Scientific knowledge is the complex system that has a level structure of its organization in each specific science. The problem of levels of scientific knowledge is one of the main themes of the philosophy of science. Its solution involves reasonable answers to three main questions: 1) how many levels of scientific knowledge make up its complete structure, 2) what is the nature, content, functions and qualitative specificity of each of these levels, 3) what is the form of the relationship between different levels of scientific knowledge and the method of transition from one level of scientific knowledge to another.
The classical philosophy of science assumed that the structure of scientific knowledge of each particular science consists of only two levels: sensory and rational, or empirical and theoretical knowledge. We consider the two-level concept of scientific knowledge incomplete and does not correspond to the real structure of scientific knowledge of any particular science. It is a clear simplification of the real structure based on the illegal identification and "gluing" of qualitatively different types of scientific knowledge in their nature and functions: for example, sensory and empirical, or empirical and theoretical, or theoretical and metatheoretical. In each of these cases of such identification, there is a manifestation of reductionist methodology, the basis of which is an underestimation of the real qualitative specificity of the compared items. In our proposed model of the structure of scientific knowledge, it is proposed to distinguish not two, but four qualitatively different levels of knowledge: sensory, empirical, theoretical and metatheoretical. In turn, the knowledge of each of these levels is also vertically structured, but this is already structuring within the qualitative identity of the content of knowledge of each level.
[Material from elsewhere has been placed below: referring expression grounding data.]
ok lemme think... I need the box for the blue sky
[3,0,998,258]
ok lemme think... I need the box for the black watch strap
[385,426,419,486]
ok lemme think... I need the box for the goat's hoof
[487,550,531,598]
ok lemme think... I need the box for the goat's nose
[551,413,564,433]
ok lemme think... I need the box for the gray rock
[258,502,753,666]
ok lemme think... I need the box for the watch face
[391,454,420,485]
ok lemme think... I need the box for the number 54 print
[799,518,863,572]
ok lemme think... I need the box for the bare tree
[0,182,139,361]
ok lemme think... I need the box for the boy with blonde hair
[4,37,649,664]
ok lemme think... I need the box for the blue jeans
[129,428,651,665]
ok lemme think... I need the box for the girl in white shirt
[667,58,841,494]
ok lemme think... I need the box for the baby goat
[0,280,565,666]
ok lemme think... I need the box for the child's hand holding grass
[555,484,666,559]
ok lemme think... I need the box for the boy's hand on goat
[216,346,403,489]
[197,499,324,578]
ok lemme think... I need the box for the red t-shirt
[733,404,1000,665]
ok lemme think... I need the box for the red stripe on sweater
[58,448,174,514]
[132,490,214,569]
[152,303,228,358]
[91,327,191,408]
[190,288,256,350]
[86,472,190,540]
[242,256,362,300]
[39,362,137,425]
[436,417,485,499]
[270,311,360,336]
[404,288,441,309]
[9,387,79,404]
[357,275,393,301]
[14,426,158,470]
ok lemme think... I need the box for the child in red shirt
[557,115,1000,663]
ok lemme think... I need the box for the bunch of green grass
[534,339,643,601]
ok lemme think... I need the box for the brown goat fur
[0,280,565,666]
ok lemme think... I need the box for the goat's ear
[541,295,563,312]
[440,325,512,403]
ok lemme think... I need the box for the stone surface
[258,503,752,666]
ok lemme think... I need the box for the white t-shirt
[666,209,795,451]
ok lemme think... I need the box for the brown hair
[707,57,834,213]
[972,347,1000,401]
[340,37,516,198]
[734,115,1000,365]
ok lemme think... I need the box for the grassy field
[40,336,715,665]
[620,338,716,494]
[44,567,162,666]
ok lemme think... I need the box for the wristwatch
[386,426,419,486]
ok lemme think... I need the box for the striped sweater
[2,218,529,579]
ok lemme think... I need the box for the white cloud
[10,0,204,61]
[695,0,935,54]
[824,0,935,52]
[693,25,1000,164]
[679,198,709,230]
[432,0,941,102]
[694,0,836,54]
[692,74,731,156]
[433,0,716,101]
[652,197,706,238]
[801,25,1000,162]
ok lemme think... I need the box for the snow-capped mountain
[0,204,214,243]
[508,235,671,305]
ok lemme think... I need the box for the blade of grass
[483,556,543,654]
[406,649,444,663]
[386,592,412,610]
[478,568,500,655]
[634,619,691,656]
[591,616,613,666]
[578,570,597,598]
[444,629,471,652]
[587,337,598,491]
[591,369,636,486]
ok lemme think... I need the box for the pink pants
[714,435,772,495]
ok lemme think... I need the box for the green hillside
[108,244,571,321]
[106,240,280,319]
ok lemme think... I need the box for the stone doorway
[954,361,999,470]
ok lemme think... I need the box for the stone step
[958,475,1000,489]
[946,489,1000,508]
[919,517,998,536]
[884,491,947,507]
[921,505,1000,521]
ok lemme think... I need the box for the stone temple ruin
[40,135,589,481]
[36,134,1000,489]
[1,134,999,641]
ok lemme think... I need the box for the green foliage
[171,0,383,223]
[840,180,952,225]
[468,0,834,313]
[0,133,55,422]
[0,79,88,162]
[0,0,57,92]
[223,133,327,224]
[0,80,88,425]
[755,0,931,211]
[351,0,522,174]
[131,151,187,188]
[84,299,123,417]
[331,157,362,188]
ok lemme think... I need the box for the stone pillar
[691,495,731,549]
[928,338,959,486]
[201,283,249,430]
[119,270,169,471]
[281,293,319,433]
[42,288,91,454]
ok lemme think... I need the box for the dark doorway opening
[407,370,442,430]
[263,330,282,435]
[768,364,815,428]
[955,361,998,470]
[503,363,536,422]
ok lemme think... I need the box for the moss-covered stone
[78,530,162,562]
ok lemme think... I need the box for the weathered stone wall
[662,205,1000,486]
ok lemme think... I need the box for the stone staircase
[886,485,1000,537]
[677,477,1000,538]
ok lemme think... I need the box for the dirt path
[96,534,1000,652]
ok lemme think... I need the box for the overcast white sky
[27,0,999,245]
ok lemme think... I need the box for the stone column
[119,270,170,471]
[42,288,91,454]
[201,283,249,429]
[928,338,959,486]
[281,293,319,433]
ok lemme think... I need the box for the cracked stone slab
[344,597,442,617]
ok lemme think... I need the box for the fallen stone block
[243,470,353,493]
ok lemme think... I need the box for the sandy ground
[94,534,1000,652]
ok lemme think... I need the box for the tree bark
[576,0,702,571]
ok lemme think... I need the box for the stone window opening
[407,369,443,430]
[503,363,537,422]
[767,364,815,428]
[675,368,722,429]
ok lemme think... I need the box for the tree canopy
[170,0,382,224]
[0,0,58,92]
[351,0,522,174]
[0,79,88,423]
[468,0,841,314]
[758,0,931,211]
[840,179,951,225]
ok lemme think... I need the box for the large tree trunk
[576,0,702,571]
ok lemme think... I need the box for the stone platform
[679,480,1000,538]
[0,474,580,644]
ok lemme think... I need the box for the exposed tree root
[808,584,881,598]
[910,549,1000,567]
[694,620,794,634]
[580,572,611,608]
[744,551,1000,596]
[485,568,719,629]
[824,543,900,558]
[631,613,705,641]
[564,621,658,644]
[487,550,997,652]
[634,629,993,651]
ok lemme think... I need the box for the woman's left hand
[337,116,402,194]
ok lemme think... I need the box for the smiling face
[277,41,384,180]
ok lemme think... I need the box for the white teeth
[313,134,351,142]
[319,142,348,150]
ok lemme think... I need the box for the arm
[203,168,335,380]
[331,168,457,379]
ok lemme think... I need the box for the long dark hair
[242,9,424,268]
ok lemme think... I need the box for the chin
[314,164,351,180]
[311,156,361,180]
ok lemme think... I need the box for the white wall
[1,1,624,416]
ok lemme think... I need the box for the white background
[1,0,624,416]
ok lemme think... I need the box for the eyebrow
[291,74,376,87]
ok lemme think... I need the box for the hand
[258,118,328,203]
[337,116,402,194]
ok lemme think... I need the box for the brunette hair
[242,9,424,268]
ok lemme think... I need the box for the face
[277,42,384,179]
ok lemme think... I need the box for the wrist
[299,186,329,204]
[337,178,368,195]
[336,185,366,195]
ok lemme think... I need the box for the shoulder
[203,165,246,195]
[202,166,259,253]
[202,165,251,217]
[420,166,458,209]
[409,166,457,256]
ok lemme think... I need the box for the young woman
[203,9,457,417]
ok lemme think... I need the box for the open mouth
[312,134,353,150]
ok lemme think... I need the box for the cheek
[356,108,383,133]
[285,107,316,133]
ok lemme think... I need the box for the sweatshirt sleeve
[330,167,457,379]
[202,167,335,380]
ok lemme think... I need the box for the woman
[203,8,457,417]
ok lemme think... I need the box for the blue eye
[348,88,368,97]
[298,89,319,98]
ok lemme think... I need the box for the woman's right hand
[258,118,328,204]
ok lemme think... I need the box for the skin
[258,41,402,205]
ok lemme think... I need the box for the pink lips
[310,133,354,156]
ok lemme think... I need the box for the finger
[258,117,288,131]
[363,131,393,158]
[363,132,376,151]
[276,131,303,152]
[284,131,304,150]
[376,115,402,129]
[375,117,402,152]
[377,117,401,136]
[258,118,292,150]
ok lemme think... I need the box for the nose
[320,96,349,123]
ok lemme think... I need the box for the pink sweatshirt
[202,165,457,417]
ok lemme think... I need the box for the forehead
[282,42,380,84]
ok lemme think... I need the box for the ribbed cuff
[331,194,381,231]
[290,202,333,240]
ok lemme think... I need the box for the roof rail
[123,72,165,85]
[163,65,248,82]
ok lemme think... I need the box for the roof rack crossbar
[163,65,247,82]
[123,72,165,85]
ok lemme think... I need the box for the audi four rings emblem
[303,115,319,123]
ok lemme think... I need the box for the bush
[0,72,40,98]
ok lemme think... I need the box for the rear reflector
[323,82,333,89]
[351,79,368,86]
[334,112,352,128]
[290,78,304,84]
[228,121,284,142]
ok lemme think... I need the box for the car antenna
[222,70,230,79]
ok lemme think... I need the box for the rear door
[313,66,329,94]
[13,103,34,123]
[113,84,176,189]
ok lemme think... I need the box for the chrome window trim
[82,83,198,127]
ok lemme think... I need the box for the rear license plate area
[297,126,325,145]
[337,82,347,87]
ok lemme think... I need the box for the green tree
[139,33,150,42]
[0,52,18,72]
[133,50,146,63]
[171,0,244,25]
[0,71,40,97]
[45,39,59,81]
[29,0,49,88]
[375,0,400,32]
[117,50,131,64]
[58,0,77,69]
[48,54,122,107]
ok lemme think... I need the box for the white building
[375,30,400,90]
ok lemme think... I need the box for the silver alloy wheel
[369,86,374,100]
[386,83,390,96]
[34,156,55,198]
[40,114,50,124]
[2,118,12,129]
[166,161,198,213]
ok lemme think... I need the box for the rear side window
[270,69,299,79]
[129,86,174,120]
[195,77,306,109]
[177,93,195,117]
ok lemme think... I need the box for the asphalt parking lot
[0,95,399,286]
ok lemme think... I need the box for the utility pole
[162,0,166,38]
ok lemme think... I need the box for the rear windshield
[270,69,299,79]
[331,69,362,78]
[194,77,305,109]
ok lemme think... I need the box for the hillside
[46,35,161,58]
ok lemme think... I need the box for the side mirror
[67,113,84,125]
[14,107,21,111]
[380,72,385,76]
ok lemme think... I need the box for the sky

The article shows that all four levels of scientific knowledge differ qualitatively in their nature, content and functions, and therefore there is no relation between them of logical deducibility of knowledge of one level from knowledge of another level. The type of relationship that exists between different levels of scientific knowledge is not formally logical, but constructively genetic. The transition from one level of scientific knowledge to another is possible only with the help of such a form of knowledge as the interpretation of knowledge of one level in terms of another level. The basis of this procedure is the subject of scientific knowledge making a cognitive decision about the possible identity of the content of different levels of knowledge. Despite the relative independence of various levels of scientific knowledge, all of them, thanks to the interpretation procedure, are interconnected within the framework of an integral system of scientific knowledge of each of the specific sciences. As a result, any particular science and scientific discipline functions, develops and interacts with other sciences, as well as with various segments of culture and practice as a whole.